Rodgers Brian, Lin Jim, Staecker Hinrich
Michigan Ear Institute, Farmington Hills, MI 48334, USA.
Department of Otolaryngology Head and Neck Surgery, University of Kansas School of Medicine, KS 66061, USA.
World J Otorhinolaryngol Head Neck Surg. 2016 Dec 4;2(3):161-167. doi: 10.1016/j.wjorl.2016.11.001. eCollection 2016 Sep.
To compare and contrast our experience with middle cranial fossa approach (MFR) and transmastoid approach with capping of the dehiscence (TMR) of superior semicircular canal dehiscence and to determine guidelines to help guide management of these patients.
All patients from 2005 to 2014 with symptomatic superior semicircular canal dehiscence syndrome with dehiscence demonstrated on CT scan of the temporal bone who underwent surgical repair and had a minimum 3 months of follow up. Surgical repair via the MFR or TMR, preoperative CT temporal bone, preoperative, and postoperative cervical vestibular evoked myogenic potential (cVEMP) testing and anterior canal video head thrust testing (vHIT). Success of repair was stratified as complete success, moderate success, mild success, or failure based on resolution of all symptoms, the chief complaint, some symptoms, or no improvement, respectively.
A total of 29 ears in 27 patients underwent surgical repair of canal dehiscence. Complete or moderate success was seen in 71% of the MFR group compared to 80% of the TMR group. There were zero failures with the MFR group and no major intracranial complications. There were 2 failures out of 15 ears that underwent the TMR. Residual symptoms were most commonly vertigo or disequilibrium in the MFR and aural fullness or autophony in the TMR groups, respectively. MFR hospital stay was approximately 2 days longer. Average cVEMP threshold shifted 18 dB with surgical correction in the MFR group. A 29 dB average shift was seen in the TMR group. The MFR group had a significant reduction in their anterior canal gain compared to the TMR group.

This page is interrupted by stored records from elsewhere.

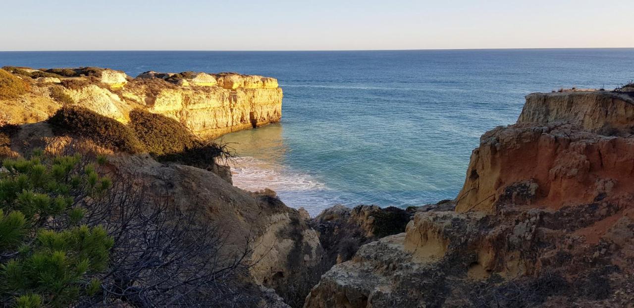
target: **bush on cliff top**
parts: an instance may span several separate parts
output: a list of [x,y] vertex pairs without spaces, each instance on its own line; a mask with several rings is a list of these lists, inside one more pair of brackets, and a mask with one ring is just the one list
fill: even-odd
[[61,105],[72,105],[75,103],[75,100],[70,95],[64,92],[63,88],[59,86],[53,86],[49,89],[49,94],[51,98],[53,98]]
[[77,135],[101,146],[128,153],[139,153],[145,150],[129,127],[84,108],[65,106],[47,122],[58,132]]
[[[81,166],[81,157],[5,159],[0,174],[0,303],[4,307],[72,307],[101,290],[113,238],[82,225],[88,196],[109,179]],[[92,279],[91,279],[92,278]]]
[[61,76],[56,74],[49,73],[47,72],[42,72],[41,70],[36,70],[35,72],[29,72],[25,70],[25,68],[17,67],[3,67],[2,68],[3,70],[10,72],[11,74],[16,75],[20,75],[29,78],[39,78],[39,77],[53,77],[53,78],[60,78]]
[[176,120],[142,109],[130,112],[130,127],[145,150],[157,155],[182,152],[200,144],[193,134]]
[[101,72],[105,70],[101,67],[87,67],[77,68],[49,68],[47,73],[55,74],[64,77],[101,77]]
[[405,232],[410,217],[407,211],[394,207],[387,207],[372,214],[374,216],[373,233],[377,238]]
[[0,70],[0,99],[15,98],[26,93],[29,83],[4,70]]

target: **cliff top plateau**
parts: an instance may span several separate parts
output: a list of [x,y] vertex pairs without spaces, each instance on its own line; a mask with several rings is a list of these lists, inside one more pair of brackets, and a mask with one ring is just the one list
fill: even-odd
[[634,307],[631,86],[527,96],[455,200],[361,246],[305,307]]

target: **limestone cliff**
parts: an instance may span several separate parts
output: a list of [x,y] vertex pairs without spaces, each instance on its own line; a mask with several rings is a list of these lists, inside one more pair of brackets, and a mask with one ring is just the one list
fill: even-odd
[[630,94],[533,94],[484,134],[464,187],[335,265],[306,307],[631,307]]
[[[130,110],[141,108],[174,119],[198,136],[212,139],[277,122],[281,117],[282,90],[271,77],[148,72],[131,78],[99,68],[46,72],[13,68],[11,72],[29,83],[30,90],[17,99],[0,100],[6,106],[0,113],[3,123],[39,122],[68,104],[126,122]],[[56,77],[32,78],[43,74]]]
[[193,215],[197,223],[217,228],[224,242],[220,255],[249,249],[251,280],[241,282],[264,288],[264,307],[303,302],[313,285],[299,286],[318,271],[323,249],[317,233],[300,212],[285,205],[275,192],[245,191],[207,170],[160,163],[148,154],[115,153],[90,141],[56,136],[46,123],[24,124],[18,129],[10,144],[3,144],[10,145],[13,155],[24,155],[35,148],[53,154],[108,154],[110,177],[132,179],[145,198],[166,198],[171,207]]

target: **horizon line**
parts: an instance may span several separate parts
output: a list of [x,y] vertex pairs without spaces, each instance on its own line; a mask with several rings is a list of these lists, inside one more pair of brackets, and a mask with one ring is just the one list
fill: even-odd
[[0,53],[87,52],[87,51],[199,51],[199,52],[316,52],[316,51],[434,51],[469,50],[543,50],[543,49],[629,49],[634,47],[538,47],[501,48],[430,48],[403,49],[77,49],[77,50],[0,50]]

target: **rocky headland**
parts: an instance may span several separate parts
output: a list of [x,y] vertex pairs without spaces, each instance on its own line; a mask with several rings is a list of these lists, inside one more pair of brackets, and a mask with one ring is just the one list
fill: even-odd
[[[209,142],[278,121],[281,99],[275,79],[235,73],[131,78],[99,68],[5,67],[0,152],[105,155],[101,170],[127,185],[113,187],[115,200],[131,193],[121,187],[133,188],[192,217],[174,230],[195,236],[212,226],[222,245],[197,257],[237,269],[198,286],[202,297],[191,302],[217,295],[215,307],[632,307],[632,86],[527,96],[517,123],[481,138],[455,200],[406,210],[336,206],[314,218],[275,191],[233,186],[219,164],[230,154]],[[156,257],[173,253],[167,247]],[[13,255],[0,260],[5,255]],[[144,279],[126,276],[131,291],[101,294],[100,302],[160,307],[139,293]]]
[[361,246],[305,307],[632,307],[633,90],[527,96],[450,205]]
[[127,123],[130,111],[140,108],[212,139],[281,117],[282,90],[275,78],[193,72],[146,72],[132,78],[94,67],[5,68],[27,81],[30,91],[19,98],[0,96],[3,124],[42,121],[62,106],[72,105]]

TMR is a less invasive alternative to MFR. However, in our series, we have not seen any intracranial complications (aphasia, stroke, seizures, etc.) in our MFR patients. Interestingly, vestibular symptoms were better addressed than audiological symptoms by the TMR suggesting its usefulness as a less invasive option for patients with primarily vestibular complaints. Residual auditory symptoms in TMR patients may be due to the flow of acoustic energy from the superior canal to the mastoid cavity through an incompletely sealed third window.

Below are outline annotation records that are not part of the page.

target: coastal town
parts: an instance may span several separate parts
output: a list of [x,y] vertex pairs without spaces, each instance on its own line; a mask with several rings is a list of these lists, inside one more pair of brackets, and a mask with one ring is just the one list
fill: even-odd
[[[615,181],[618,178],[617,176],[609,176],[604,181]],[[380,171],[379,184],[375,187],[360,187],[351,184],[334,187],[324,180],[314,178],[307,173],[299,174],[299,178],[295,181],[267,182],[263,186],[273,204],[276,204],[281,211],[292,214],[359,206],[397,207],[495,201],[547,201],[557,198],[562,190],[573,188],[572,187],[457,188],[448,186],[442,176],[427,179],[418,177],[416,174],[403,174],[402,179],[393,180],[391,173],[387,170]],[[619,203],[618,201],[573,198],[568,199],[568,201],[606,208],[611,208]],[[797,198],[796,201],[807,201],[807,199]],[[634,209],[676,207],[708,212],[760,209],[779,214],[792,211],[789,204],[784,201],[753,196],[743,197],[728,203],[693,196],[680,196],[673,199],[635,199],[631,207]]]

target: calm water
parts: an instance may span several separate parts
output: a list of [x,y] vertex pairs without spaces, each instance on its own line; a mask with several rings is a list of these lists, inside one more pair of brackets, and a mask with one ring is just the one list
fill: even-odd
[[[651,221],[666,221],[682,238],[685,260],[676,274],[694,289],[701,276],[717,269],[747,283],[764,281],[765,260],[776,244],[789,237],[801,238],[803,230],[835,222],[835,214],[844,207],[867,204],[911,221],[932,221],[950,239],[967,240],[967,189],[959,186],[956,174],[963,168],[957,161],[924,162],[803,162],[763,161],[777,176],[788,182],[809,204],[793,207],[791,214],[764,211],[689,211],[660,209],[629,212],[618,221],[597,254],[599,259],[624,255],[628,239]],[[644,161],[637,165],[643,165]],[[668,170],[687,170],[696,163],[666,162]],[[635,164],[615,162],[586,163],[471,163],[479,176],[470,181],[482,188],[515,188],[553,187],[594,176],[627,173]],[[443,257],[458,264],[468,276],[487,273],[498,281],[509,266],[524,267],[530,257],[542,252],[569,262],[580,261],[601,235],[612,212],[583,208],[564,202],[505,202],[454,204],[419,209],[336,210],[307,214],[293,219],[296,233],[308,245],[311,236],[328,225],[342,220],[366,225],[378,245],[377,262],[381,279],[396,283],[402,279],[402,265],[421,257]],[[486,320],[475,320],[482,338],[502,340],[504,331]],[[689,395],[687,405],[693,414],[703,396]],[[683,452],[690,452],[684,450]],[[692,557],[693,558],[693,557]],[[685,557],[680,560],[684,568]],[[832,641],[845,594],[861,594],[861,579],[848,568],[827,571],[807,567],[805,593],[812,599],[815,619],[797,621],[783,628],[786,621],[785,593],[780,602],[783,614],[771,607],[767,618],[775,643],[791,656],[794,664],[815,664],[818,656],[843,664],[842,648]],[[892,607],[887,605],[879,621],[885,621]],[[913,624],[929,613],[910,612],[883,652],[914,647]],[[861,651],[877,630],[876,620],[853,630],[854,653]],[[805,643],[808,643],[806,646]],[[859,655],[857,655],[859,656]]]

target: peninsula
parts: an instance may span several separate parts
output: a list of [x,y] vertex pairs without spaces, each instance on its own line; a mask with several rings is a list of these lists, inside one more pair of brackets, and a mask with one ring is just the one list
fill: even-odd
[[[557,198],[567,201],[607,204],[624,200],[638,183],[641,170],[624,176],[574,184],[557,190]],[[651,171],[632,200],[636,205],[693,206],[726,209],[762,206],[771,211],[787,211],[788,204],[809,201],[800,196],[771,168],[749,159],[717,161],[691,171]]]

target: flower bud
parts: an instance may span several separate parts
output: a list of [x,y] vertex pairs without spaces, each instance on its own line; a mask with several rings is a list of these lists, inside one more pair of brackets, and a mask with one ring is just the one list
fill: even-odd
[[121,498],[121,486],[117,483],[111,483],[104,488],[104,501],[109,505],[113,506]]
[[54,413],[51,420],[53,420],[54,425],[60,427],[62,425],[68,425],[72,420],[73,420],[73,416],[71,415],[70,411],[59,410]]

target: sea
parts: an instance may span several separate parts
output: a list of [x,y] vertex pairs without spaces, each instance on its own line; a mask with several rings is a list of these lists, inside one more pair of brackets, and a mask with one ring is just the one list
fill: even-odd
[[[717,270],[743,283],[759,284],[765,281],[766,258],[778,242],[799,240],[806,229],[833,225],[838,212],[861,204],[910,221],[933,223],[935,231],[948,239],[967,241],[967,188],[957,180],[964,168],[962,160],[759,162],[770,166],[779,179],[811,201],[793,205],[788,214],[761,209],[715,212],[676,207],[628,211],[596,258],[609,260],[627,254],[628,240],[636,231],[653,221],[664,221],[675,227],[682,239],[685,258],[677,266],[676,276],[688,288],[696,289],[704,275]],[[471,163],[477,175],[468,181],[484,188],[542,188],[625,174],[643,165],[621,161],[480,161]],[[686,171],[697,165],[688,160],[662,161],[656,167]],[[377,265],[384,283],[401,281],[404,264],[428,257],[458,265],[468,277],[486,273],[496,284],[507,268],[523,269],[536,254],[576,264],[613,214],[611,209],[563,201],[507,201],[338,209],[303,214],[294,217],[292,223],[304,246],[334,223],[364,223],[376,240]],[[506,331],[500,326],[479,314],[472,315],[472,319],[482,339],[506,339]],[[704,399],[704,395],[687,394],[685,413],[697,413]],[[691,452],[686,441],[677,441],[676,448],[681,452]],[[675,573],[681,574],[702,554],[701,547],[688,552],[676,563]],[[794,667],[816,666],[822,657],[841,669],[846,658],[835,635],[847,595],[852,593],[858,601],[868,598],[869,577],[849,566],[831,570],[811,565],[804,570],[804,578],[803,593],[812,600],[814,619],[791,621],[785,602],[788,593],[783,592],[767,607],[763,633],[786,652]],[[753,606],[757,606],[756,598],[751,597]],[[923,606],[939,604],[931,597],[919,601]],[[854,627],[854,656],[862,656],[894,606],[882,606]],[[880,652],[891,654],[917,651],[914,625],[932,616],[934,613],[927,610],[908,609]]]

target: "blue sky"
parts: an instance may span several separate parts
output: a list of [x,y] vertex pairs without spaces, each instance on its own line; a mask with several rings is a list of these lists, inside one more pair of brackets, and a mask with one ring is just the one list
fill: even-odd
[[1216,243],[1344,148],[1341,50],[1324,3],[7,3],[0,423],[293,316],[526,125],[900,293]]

比较和对比我们采用中颅窝入路(MFR)和经乳突入路并封闭上半规管裂孔(TMR)治疗上半规管裂综合征的经验,并确定有助于指导这些患者治疗的指南。
纳入2005年至2014年间所有颞骨CT扫描显示有症状性上半规管裂综合征且有裂孔、接受手术修复并至少随访3个月的患者。通过MFR或TMR进行手术修复,术前行颞骨CT、术前和术后进行颈前庭诱发肌源性电位(cVEMP)测试以及前半规管视频头脉冲测试(vHIT)。根据所有症状、主要诉求、部分症状或无改善的缓解情况,将修复成功分为完全成功、中度成功、轻度成功或失败。
27例患者共29耳接受了半规管裂孔的手术修复。MFR组71%的患者获得完全或中度成功,而TMR组为80%。MFR组无一例失败,也无重大颅内并发症。15耳接受TMR手术的患者中有2例失败。MFR组残留症状最常见的是眩晕或平衡失调,TMR组则分别是耳闷或自听过强。MFR组住院时间约长2天。MFR组手术矫正后平均cVEMP阈值偏移18dB。TMR组平均偏移29dB。与TMR组相比,MFR组前半规管增益显著降低。
TMR是一种比MFR侵入性更小的替代方法。然而,在我们的系列研究中,MFR患者未出现任何颅内并发症(失语、中风、癫痫等)。有趣的是,TMR对前庭症状的改善优于听觉症状,这表明它对于主要有前庭症状的患者是一种侵入性较小的有用选择。TMR患者残留听觉症状可能是由于声能通过未完全封闭的第三窗从上半规管流向乳突腔。